If the action produces a visible result, the author MUST state
it inline. The author MUST NOT create a separate Verify for
this — Verify is reserved for Section-level confirmation only.
Use second-person direct address to the reader. Do not
describe the reader in third person ("受講者が〜する",
"初学者が〜", "学習者は〜").
Use active, conversational Japanese: 「〜しましょう」
「〜してください」「ここで〜を確認します」.
Do not open a page by describing what the document is or
who it is for ("この教材は〜のための資料です" は NG).
Open with the first learner-facing step or an inviting
goal statement.
Personalization is about friendliness, not familiarity.
Emoji spam, 余談, 感情過剰な装飾はむしろ Coherence 原理違反
になるため避ける。
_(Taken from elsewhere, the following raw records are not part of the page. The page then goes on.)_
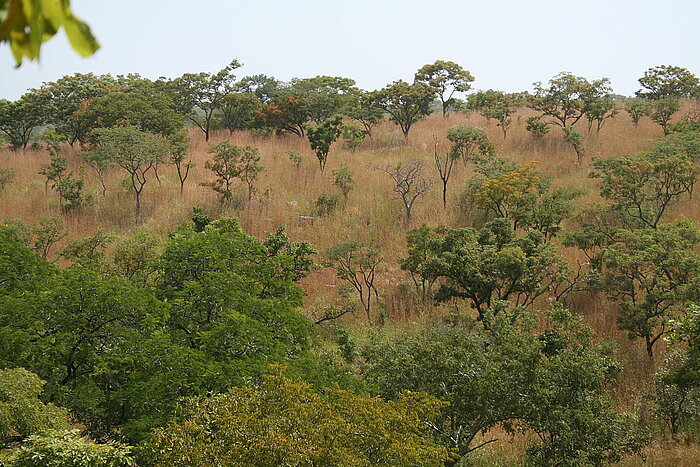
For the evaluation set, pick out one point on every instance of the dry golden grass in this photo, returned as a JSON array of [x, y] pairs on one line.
[[371, 213]]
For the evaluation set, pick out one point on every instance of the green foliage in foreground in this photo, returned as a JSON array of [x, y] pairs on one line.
[[32, 23], [283, 422], [119, 343], [508, 372], [22, 413], [69, 449]]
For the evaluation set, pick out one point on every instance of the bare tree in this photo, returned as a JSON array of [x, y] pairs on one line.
[[444, 164], [409, 183]]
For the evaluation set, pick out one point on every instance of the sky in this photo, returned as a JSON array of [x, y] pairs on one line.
[[505, 44]]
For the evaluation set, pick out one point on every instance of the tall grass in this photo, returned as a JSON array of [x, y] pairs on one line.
[[285, 193]]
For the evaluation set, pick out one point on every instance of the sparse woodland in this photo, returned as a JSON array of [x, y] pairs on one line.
[[230, 270]]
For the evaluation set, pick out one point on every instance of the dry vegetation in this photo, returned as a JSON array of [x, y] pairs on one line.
[[371, 213]]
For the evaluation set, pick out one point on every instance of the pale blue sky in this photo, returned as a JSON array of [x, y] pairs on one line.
[[505, 44]]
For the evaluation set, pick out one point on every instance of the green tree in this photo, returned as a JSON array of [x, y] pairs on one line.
[[662, 110], [148, 111], [567, 98], [664, 81], [496, 105], [653, 275], [19, 118], [283, 114], [27, 25], [22, 412], [676, 399], [68, 448], [353, 135], [6, 177], [490, 265], [642, 186], [69, 189], [548, 379], [284, 422], [323, 97], [68, 98], [20, 267], [575, 138], [363, 110], [201, 95], [238, 110], [446, 78], [264, 87], [322, 136], [524, 197], [638, 108], [537, 127], [405, 103]]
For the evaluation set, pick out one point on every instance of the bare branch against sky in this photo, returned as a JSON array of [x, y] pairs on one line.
[[506, 44]]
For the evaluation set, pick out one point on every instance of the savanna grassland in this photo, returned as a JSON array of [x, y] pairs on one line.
[[286, 196]]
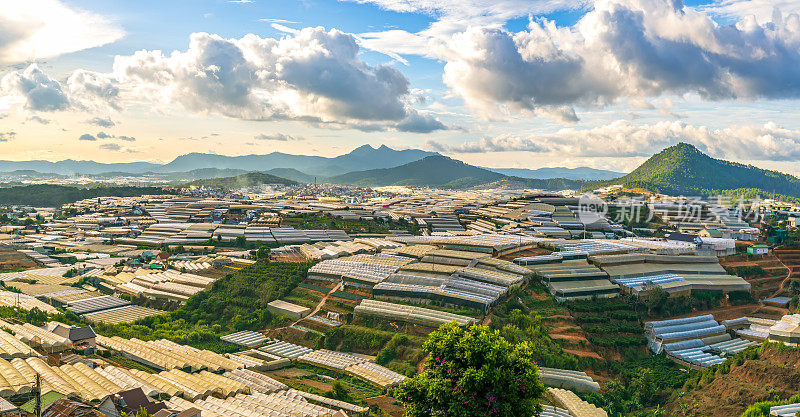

親しみやすさの上限は「先輩が隣で教えて
くれる」程度が目安。
Goal strings already use future-declarative form; they also
implicitly address the reader — do not revert them to
third-person ("受講者が〜する状態になります" は Goal と
Personalization の両方に違反する).
Every <Action> image MUST have an alt prop that describes
what the image shows in the context of the step. The alt text
MUST convey the WHERE information (which panel, which
button, which area) so that a screen-reader user can follow
the procedure without seeing the image. If the image is purely
decorative (rare in tutorials), use alt="".
Numbered callouts, arrows, and highlights in images MUST NOT
rely on colour alone to convey meaning. Pair colour with
shape (numbered circles, arrows with labels) so that readers
with colour vision deficiencies can follow the sequence
(WCAG SC 1.4.1).
When an image conveys information not present anywhere in the
surrounding text (e.g. a UI layout, a spatial relationship
between panels), the author MUST provide a text equivalent
nearby — either in the Action text, a Concept, or a
Reference — so that the meaning is recoverable without the
image.
Text annotations overlaid on screenshots MUST meet a minimum
contrast ratio of 3:1 against the background they sit on
(WCAG SC 1.4.11 for non-text UI components).
The tutorial's heading hierarchy is produced by <Section>
nesting depth (depth 0 → h2, depth 1 → h3, … capped at
h6). The remark-section-headings plugin injects these
semantic headings automatically so that screen-reader
navigation by heading works correctly.
Interactive examples or embedded widgets (if any) MUST be
operable by keyboard alone in a logical tab order.
The goal string is rendered verbatim as a banner directly below
the section heading; no prefix such as "ゴール:" is added. It MUST
read as a complete sentence on its own. Bare noun-phrase endings
such as 「〜した状態」 are forbidden because they render as
incomplete prose.
The author MUST write goals in future-declarative form describing
what the learner will achieve by the time the section is complete:
Acquired behavior / state → 「〜ようになります」 /
「〜の状態になります」(例: 「触れたら消えるようになります」)
The author MUST NOT write goals in past or completed form
(「〜した」「〜された」「〜した状態」「〜している」「〜できます」) because
those frame the section as a retrospective of what already happened
instead of a preview of what the learner is about to build.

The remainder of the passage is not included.